Now a history professor at Kookmin University in Seoul, Lankov has just published his trenchant observations in "The Real North Korea" (Oxford University Press).

Sixty years after the Korean War split the peninsula in half, leaving an uneasy truce, Lankov is confident that a second Korean War is not just unlikely but out of the question: "Zero-point-zero percent (chance)," he said flatly because of the regime's side-shaved, pudgy dictator Kim Jong Un.

"Why do we expect a young, fat boy, who is in love with his wife, who loves his palaces, his cars, his great food, why do we expect him to commit suicide by starting a war he has no chances to win - and, he knows it?" Lankov asked rhetorically. "Starting a war which will get him and his entire family most likely killed in a matter of days, if not hours?"

"Daily Show" caricatures notwithstanding, Kim's minions are far from third-world buffoons, Lankov said, and the theatrics waged in recent months have been planned and executed with care.

"We're dealing with a very smart regime, highly rational, Machiavellian," he said. "These attempts to manufacture crisis usually pay off. They want to remind the world they exist and that they are dangerous. So it's quite rational. A cold-minded calculation."

As North Korea's only significant trading partner, China holds the power to put the Kim dynasty out of business literally overnight, he noted.

But the consequences of having a nuclear-equipped country next door descend into anarchy, or the prospect of having a reunited, pro-U.S. Korea at its doorstep, he said, are less palatable to Beijing than even the uncomfortable status quo.

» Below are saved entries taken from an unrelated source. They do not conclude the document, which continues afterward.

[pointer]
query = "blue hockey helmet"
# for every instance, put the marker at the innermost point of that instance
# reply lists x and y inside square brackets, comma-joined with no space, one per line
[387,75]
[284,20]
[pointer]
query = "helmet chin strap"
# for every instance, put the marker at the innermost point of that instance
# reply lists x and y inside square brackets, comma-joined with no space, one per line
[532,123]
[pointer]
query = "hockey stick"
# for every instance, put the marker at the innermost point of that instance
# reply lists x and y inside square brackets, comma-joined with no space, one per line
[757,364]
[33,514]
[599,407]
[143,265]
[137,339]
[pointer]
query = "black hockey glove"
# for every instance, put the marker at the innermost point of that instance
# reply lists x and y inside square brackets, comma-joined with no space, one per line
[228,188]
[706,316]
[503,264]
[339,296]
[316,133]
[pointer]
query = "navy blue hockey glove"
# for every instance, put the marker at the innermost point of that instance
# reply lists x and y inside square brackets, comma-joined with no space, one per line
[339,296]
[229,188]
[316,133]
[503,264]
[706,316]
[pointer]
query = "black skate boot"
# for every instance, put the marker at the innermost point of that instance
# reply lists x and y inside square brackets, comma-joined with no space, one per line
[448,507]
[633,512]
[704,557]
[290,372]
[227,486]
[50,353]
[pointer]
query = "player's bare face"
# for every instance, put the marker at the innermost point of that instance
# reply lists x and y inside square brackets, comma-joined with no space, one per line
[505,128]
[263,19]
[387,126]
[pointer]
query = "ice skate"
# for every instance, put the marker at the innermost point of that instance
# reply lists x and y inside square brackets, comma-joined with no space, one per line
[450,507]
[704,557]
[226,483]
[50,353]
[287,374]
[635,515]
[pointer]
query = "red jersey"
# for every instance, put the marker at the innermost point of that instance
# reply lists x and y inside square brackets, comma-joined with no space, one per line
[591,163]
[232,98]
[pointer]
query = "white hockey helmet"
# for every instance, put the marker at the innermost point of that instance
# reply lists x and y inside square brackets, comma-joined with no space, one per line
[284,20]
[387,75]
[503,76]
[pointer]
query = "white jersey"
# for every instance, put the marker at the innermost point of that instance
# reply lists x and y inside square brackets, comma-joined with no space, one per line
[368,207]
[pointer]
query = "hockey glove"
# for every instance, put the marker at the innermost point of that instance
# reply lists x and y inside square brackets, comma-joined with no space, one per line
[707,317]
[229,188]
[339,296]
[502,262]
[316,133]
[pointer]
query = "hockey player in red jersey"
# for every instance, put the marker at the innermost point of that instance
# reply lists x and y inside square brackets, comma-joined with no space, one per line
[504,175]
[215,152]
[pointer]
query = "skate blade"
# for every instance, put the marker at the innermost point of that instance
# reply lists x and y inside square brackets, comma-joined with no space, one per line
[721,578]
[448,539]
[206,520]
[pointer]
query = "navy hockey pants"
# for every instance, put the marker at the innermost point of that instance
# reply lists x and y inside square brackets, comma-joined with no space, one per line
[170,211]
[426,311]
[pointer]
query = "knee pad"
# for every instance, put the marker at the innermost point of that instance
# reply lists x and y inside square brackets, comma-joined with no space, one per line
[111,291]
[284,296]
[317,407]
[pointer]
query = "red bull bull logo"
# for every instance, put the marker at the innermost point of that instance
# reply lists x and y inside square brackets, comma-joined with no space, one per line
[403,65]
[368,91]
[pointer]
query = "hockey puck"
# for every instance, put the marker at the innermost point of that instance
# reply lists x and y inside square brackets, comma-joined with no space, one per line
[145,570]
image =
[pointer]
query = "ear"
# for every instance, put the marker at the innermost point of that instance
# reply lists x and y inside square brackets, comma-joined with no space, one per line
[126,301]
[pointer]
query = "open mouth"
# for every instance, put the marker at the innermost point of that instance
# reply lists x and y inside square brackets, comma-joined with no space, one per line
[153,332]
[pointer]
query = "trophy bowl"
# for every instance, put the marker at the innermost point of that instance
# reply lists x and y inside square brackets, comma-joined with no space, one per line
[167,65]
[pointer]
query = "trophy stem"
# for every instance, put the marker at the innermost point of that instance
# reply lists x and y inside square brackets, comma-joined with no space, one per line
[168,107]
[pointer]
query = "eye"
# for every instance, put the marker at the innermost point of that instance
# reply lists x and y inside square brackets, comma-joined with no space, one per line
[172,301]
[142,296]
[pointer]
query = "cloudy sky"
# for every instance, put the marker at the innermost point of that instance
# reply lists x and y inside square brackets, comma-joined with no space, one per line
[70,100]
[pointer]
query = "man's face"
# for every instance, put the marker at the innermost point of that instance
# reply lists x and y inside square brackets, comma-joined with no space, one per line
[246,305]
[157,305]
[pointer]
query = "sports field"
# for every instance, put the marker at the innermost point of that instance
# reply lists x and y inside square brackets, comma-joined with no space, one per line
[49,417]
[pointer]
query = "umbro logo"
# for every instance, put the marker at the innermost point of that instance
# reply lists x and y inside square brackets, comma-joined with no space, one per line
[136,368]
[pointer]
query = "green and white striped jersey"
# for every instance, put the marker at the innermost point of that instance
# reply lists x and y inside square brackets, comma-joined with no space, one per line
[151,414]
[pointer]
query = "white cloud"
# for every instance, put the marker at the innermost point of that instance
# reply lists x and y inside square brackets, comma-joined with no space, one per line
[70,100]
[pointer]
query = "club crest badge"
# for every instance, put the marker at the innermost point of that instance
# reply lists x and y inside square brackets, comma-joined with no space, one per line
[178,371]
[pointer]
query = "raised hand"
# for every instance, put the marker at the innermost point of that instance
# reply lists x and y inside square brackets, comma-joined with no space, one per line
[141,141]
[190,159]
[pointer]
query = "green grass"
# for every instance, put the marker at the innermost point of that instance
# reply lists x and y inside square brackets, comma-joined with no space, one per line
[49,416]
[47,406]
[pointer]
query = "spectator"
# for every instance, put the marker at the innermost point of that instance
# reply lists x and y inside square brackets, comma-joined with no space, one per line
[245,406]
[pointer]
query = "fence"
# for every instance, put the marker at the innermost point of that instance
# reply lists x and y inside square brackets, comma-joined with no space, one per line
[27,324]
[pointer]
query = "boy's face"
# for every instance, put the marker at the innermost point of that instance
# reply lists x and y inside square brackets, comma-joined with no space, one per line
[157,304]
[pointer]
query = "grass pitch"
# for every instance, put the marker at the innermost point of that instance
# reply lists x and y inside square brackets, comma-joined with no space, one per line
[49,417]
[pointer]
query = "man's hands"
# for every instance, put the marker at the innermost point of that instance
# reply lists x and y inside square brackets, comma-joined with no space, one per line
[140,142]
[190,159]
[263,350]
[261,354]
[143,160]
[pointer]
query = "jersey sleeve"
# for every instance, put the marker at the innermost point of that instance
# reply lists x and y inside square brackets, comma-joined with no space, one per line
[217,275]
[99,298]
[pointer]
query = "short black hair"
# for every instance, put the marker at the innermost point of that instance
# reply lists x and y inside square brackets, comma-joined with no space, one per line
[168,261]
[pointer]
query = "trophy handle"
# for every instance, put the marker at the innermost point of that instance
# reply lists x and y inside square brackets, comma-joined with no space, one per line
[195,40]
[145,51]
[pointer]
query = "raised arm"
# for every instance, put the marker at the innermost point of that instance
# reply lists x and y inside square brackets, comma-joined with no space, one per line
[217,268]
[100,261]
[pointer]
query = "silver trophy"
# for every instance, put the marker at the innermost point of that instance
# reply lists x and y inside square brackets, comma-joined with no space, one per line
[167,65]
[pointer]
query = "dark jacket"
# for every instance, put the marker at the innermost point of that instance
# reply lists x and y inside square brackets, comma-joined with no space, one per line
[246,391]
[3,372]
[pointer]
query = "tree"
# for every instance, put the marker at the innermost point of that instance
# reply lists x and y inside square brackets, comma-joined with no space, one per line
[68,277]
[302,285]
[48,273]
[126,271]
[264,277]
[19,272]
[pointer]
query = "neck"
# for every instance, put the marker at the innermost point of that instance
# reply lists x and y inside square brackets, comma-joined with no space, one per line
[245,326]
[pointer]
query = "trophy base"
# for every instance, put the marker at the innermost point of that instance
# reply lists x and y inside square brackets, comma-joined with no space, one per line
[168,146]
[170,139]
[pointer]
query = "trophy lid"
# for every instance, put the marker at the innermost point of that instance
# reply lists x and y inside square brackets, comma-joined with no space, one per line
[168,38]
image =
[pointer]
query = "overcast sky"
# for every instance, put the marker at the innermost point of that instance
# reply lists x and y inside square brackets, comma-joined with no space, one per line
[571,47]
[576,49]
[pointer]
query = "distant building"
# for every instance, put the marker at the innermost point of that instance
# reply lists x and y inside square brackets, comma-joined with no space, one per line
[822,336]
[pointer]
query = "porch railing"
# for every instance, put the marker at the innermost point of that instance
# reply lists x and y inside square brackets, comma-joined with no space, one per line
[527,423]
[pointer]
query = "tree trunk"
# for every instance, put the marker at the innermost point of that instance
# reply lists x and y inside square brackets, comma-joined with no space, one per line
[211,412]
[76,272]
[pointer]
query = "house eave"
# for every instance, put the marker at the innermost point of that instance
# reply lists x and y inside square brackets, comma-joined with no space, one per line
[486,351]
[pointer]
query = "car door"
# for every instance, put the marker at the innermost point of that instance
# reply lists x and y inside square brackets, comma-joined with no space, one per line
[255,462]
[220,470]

North Korea is sobering proof that even destitute countries - provided they're indifferent to world opinion and able to focus on weapons development consistently over many years - can now possess nuclear arms. Like it or not, Lankov said, the world has no choice but to accept North Korea as a nuclear state.

North Korea, he said, will never surrender these gains.

"De-nuclearization is a completely unrealistic policy goal," Lankov said. "The North Koreans are not going to exchange their nukes for any amount of economic aid, or blackmailed into surrender by any tough sanctions."

The only option, he said, is paying the Kim government to freeze its weapons development or, in other words, slow the North Korean arms program without dismantling it.

"In the real world, we seldom face a choice between good and bad," Lankov said. "We usually face a choice between bad, and very bad."

That said, Lankov believes the epitaph for the Kim dynasty has already been written, and that Kim Jong Un could be the end of the family dictatorship.

Lankov said there's an outside chance Kim could maintain the status quo, or even adopt Vietnam- or Chinese-style economic reforms. But far more probable, he argues, is either a domestic crisis followed by Chinese intervention or, even more likely, a collapse or overthrow of the Kims followed by German-style unification with South Korea.

While this last scenario might seem optimal, reunification of the Korean peninsula will be fraught and hard, he said, saddling South Koreans with enormous debt and relegating even skilled North Koreans to low-paid, second-class jobs.

"Unification," Lankov said, "will not be a happy ending."